The fictional story of Rocky Balboa was no more heroic than this true story!

Then, it got even more strange.  When World War II broke out, he wanted to become a pilot but was too young.  Of course, he overcame all opposition and succeeded in becoming the Navy's oldest pilot, eventually meeting the Navy's youngest pilot, a certain George H.W. Bush.

He also wanted to experience what it was like to be a paratrooper.  (I could have told him that!)  Under strict orders not to jump out of any airplane, he instructed a junior pilot to fly an old open-cockpit two-seater and to turn it upside down.  Since he was not belted-in, he fell out of the plane from 2,000 feet, deploying his parachute and breaking several bones upon landing.

In 1945, his plane crashed while dropping supplies to American POWs north of Tokyo.  Although his co-pilot died, Ferebee was lucky -- with only 13 breaks in his left arm, a fractured skull, and a hemorrhaged left eye.

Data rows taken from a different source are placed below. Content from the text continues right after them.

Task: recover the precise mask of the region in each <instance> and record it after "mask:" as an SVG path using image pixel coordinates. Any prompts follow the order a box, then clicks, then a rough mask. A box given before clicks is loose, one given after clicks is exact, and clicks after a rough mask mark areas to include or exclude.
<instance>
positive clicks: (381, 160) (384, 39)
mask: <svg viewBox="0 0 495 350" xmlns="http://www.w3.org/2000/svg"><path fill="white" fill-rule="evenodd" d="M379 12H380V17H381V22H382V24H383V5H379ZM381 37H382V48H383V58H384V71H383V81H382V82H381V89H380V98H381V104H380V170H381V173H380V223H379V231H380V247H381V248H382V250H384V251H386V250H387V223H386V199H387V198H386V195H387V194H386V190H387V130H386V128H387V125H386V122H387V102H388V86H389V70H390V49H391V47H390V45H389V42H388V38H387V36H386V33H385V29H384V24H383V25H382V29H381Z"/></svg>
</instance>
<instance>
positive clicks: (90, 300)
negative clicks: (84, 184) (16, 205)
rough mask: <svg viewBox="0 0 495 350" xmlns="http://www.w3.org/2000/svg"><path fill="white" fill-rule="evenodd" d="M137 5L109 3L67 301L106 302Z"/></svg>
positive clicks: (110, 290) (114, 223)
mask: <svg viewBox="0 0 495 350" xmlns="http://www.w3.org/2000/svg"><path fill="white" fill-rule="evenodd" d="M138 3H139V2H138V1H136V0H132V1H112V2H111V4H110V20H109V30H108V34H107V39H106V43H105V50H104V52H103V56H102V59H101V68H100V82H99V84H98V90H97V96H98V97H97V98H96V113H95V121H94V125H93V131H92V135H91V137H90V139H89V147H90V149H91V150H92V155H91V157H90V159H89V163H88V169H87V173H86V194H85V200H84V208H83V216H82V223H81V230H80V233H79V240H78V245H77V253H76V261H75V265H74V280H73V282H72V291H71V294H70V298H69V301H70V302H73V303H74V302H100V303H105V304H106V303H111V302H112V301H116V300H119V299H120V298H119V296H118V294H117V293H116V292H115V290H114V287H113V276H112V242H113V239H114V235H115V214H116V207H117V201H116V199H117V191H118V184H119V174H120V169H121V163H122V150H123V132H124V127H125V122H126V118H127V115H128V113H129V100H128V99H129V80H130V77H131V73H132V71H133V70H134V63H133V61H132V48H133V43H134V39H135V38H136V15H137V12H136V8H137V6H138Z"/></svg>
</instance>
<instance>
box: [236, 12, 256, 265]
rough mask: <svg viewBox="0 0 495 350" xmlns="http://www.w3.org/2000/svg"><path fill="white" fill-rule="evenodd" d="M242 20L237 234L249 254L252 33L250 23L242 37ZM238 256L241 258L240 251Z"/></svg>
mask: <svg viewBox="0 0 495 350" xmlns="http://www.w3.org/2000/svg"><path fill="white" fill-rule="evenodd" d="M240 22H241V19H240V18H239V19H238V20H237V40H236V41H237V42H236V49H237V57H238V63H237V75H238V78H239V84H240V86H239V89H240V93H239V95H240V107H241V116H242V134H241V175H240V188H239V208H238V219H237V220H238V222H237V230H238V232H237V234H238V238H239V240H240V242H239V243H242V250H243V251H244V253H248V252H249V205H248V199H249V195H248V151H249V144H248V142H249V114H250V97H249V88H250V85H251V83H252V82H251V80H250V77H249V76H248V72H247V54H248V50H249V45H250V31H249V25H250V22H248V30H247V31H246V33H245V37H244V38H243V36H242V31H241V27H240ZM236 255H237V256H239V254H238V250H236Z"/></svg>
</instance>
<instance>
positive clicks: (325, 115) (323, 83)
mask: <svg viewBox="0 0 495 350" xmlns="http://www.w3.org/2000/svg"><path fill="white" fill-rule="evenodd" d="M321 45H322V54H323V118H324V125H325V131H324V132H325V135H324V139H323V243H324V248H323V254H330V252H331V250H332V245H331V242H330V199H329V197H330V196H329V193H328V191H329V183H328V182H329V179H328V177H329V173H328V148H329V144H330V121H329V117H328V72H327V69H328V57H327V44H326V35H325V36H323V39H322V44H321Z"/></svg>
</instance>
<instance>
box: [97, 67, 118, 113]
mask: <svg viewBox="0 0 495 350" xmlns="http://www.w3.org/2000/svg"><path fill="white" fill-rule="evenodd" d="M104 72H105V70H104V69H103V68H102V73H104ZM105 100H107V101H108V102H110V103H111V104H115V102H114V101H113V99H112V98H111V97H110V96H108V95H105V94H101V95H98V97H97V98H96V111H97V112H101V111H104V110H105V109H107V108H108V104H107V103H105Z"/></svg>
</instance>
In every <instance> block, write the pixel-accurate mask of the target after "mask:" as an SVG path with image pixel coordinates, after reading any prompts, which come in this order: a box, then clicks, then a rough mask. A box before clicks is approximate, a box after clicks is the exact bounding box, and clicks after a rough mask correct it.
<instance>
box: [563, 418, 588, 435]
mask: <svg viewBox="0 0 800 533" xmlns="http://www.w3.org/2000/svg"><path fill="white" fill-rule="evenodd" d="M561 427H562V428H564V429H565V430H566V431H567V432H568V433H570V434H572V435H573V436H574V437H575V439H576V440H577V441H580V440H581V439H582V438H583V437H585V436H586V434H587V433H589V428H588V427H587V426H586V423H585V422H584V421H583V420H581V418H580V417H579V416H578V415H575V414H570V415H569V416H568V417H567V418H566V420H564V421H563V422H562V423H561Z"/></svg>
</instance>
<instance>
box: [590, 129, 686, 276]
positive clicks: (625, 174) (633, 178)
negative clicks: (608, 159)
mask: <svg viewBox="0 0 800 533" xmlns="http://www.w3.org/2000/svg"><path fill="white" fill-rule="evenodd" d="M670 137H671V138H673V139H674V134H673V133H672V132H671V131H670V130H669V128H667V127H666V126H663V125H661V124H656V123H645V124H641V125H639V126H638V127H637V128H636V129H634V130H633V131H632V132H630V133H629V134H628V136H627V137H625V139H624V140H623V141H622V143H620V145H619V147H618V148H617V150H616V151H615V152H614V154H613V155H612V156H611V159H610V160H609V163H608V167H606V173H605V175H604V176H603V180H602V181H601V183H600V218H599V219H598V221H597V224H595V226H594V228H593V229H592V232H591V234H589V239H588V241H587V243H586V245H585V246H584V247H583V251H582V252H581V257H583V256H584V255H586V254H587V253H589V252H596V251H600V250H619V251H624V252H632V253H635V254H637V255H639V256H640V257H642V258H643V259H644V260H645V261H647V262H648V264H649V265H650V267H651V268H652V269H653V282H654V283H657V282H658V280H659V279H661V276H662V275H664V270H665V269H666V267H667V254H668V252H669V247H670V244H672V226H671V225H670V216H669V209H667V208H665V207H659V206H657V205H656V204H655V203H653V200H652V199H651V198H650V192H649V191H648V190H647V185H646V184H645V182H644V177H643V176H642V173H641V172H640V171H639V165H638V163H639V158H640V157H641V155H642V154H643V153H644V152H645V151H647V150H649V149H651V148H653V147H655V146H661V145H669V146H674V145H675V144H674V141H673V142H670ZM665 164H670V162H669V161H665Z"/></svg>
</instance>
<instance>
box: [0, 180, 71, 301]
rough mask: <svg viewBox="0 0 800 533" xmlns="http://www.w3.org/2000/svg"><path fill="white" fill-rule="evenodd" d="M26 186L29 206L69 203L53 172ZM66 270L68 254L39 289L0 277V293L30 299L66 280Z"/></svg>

While he only re-gained 35% usage of his arm, he resumed playing golf after the war.

Moving to the Richmond area in 1950, he joined the Hermitage Country Club and still won the Virginia Sate Senior Amateur Championship in 1962, despite his war injuries.  He worked for the Equitable Life Assurance Society before retiring in 1970.  After dying of cancer in 1988, he was buried on the old family property in the Alanton area of Virginia Beach, where his wife joined him nine years later.

For those of you like myself, who enjoy a good non-fictional story that is both well-researched and well-written, I recommend this book.  For me, I enjoyed the book until I realized that his average score over the 33 rounds was 85 . . . an unattainable goal for a duffer like myself.  I couldn't shoot an 85 on one round, much less average that over 33 rounds in 4 days.

Maybe . . . I'm just jealous?  But, I'm not going to read it again!